Many bats are “keystone” species, in that their absence would have cascading effects across ecosystems (Kunz et al., 2011). This high ecological connectivity may predispose bats to exposure to viruses of the species with which they interact in nature, including a diversity of arthropod viruses. Our results suggest that, in at least some cases, arthropod viruses can be found in bat blood. Although bites by vectors are a well-established route by which arthropods transmit viruses to bats (Klimpel and Mehlhom, 2013), our results suggest that other mechanisms may also be important. Oral exposure may be one such mechanism. “Fruit” bats (despite their common name) consume a great biomass and diversity of arthropods on fruits, not simply incidentally but as an important nutritional component of their diets (Barclay et al., 2006; Clulow and Blundell, 2011; Herrera et al., 2002). Our discoveries of diverse, novel, arthropod origin viruses in the blood of frugivorous bats suggests that such interactions might create an “ecological link” between arthropod and bat viromes.

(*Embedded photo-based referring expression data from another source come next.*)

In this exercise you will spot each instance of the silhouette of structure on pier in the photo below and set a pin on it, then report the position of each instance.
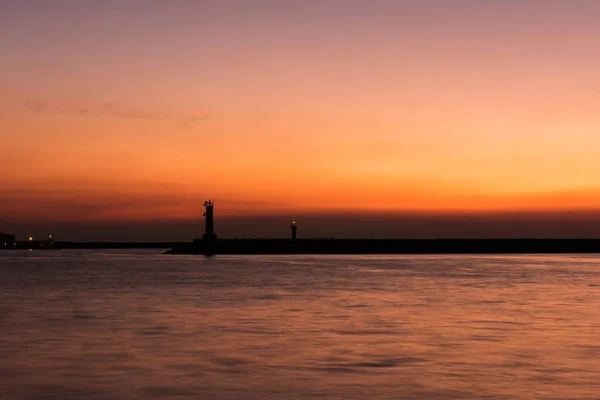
(209, 232)
(294, 228)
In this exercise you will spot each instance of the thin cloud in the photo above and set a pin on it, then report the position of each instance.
(114, 109)
(35, 106)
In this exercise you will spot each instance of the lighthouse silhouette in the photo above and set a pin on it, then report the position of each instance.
(294, 228)
(209, 232)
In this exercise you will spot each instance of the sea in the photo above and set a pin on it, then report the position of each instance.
(144, 325)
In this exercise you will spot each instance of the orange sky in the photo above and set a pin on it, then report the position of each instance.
(139, 112)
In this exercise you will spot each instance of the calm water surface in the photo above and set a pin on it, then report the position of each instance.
(140, 325)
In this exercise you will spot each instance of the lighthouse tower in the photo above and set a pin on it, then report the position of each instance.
(209, 232)
(294, 228)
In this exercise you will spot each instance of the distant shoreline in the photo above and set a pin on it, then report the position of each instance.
(339, 246)
(388, 246)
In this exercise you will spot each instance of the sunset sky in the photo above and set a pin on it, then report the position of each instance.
(128, 114)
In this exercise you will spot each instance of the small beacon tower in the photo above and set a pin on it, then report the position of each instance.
(209, 233)
(294, 228)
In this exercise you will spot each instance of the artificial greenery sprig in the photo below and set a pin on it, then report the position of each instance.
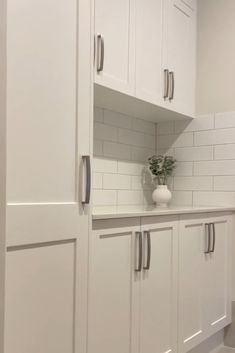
(161, 167)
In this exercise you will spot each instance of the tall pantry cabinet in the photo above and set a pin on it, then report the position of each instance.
(48, 120)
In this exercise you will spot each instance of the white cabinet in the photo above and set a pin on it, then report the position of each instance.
(158, 303)
(48, 123)
(114, 31)
(159, 284)
(181, 55)
(114, 287)
(204, 278)
(150, 53)
(147, 49)
(217, 275)
(133, 304)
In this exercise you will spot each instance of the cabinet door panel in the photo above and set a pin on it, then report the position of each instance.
(191, 256)
(158, 320)
(111, 294)
(40, 291)
(150, 17)
(114, 21)
(217, 305)
(182, 55)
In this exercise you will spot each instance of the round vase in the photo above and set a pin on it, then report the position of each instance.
(162, 196)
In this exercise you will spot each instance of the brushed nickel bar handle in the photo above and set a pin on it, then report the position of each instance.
(87, 162)
(148, 237)
(100, 53)
(213, 233)
(140, 251)
(166, 83)
(172, 85)
(208, 233)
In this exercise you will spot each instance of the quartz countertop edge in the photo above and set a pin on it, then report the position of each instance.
(130, 212)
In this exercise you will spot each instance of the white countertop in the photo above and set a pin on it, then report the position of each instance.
(137, 211)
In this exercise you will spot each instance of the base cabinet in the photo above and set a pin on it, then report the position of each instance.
(133, 289)
(204, 278)
(158, 284)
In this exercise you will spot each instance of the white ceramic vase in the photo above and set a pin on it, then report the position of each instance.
(162, 196)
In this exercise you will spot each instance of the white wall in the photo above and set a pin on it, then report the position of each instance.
(2, 160)
(216, 56)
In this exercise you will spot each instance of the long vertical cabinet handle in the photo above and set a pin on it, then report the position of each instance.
(138, 267)
(87, 194)
(172, 85)
(148, 237)
(208, 234)
(100, 53)
(166, 83)
(212, 225)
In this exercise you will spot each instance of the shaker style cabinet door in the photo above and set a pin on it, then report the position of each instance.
(191, 266)
(151, 80)
(113, 294)
(181, 53)
(217, 275)
(114, 44)
(47, 127)
(158, 313)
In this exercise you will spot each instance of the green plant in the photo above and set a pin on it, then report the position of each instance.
(161, 167)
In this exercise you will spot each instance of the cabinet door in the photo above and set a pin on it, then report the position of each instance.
(113, 292)
(181, 53)
(218, 277)
(150, 41)
(47, 132)
(191, 268)
(114, 21)
(158, 314)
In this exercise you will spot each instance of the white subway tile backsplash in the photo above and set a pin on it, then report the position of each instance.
(117, 119)
(116, 182)
(203, 122)
(97, 180)
(184, 198)
(98, 148)
(143, 126)
(139, 154)
(122, 145)
(223, 120)
(193, 183)
(224, 183)
(141, 183)
(104, 197)
(128, 197)
(130, 168)
(204, 149)
(215, 137)
(135, 138)
(225, 151)
(214, 168)
(184, 169)
(101, 165)
(116, 150)
(165, 128)
(194, 153)
(105, 132)
(169, 141)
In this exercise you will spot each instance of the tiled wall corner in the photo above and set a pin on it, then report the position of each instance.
(122, 145)
(205, 153)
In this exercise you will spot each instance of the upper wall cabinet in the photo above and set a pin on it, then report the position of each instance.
(146, 50)
(181, 55)
(150, 50)
(115, 50)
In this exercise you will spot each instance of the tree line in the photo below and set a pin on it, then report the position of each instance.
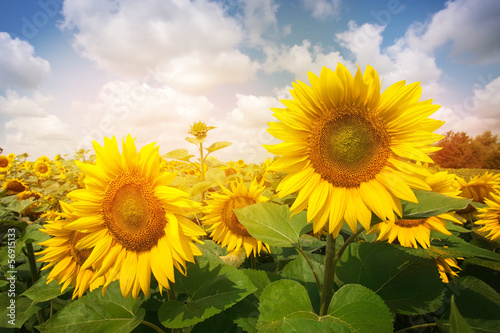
(460, 150)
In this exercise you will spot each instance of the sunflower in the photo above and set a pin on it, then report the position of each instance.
(41, 168)
(65, 259)
(222, 221)
(14, 186)
(5, 163)
(447, 266)
(350, 150)
(411, 232)
(133, 220)
(478, 189)
(489, 217)
(29, 194)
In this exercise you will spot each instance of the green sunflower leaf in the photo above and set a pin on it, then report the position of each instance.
(271, 223)
(211, 288)
(285, 307)
(450, 246)
(41, 291)
(431, 204)
(408, 284)
(479, 305)
(218, 145)
(96, 313)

Dicistroviruses have been identified in the feces of mammals, including insectivorous bats and even humans, but the fecal virome includes food-associated viruses that may simply have passed through the gut (Janowski et al., 2017; Kapoor et al., 2010; Reuter et al., 2014). Viruses of plants or insects detected in feces are frequently present due to dietary exposures, but may not indicate replicative infection (Balique et al., 2015; Zhang et al., 2006). It remains unclear whether arthropod dicistroviruses can replicate in mammalian cells. Conflicting reports have been published regarding the culture of taura syndrome virus in primate cell lines (Audelo-del-Valle et al., 2003; Pantoja et al., 2004). Our finding of a dicistrovirus circulating in the blood of a fruit bat could indicate passage of viral material from the gastrointestinal to the circulatory system. We speculate that such a process might occur through micro-abrasions during mastication and swallowing of rough food matter (Soave, 1966). Given its high level of similarity to drosophila C virus, hypsignathus dicistrovirus may have been acquired through ingestion of a dipteran insect associated with fruit.

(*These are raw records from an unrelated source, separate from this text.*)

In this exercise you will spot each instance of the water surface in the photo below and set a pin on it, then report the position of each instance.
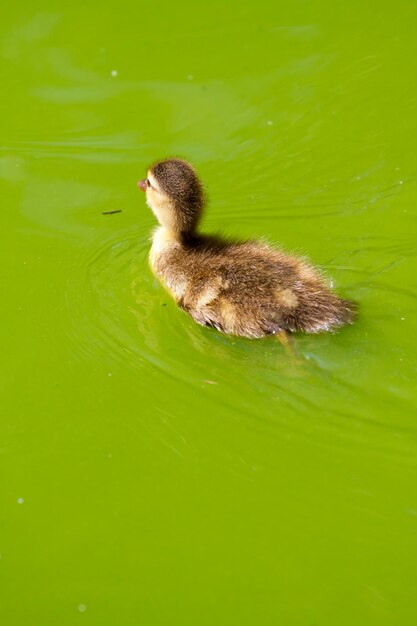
(155, 472)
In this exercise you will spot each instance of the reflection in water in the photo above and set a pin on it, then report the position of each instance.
(171, 475)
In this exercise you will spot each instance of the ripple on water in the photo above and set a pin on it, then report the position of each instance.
(122, 316)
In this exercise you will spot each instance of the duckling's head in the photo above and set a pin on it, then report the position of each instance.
(175, 194)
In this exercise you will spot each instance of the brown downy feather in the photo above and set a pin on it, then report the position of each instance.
(240, 288)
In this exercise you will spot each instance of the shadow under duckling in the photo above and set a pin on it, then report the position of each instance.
(240, 288)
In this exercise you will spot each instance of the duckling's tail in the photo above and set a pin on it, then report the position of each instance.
(323, 312)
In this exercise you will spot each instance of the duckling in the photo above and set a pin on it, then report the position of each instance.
(244, 288)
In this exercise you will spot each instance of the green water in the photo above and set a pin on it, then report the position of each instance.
(154, 472)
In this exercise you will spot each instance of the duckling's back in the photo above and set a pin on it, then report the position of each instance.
(246, 289)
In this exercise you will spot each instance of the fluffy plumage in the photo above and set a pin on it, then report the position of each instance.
(240, 288)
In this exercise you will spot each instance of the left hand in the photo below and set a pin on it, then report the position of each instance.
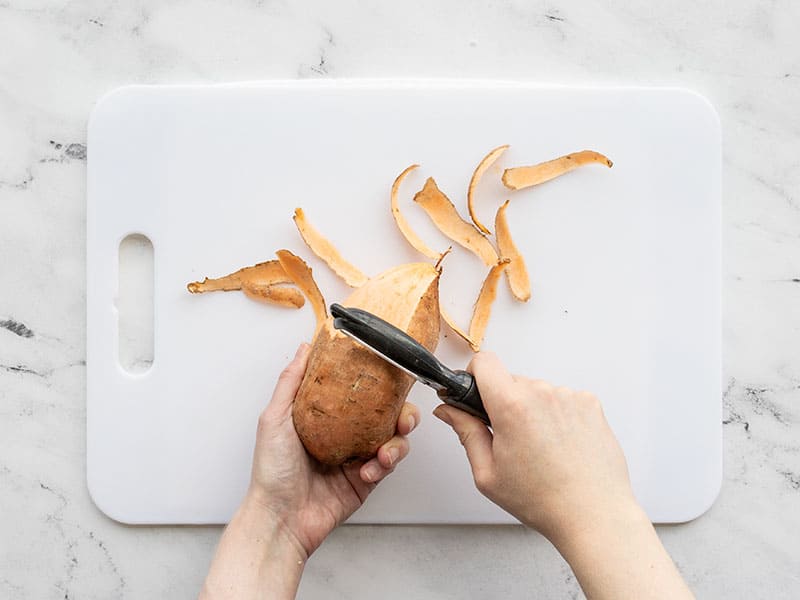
(307, 498)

The diversity of tombusviruses, nodaviruses, and the intermediary “tombus-like” viruses such as those in the blood of hammer-headed fruit bats has only recently become elucidated (Shi et al., 2016). Tombus-noda viruses are a super-family of single stranded positive sense RNA viruses with diverse hosts (Longdon et al., 2014). Tombus-noda virus clades contain phylogenetic admixtures of viruses of nematodes, marine invertebrates, terrestrial invertebrates, plants and mammals. Host-switches have been common over evolutionary time, although the current cross-species transmission potential of tombus-noda viruses requires further study (Ball et al., 1992; Johnson et al., 2004; Tesh, 1980).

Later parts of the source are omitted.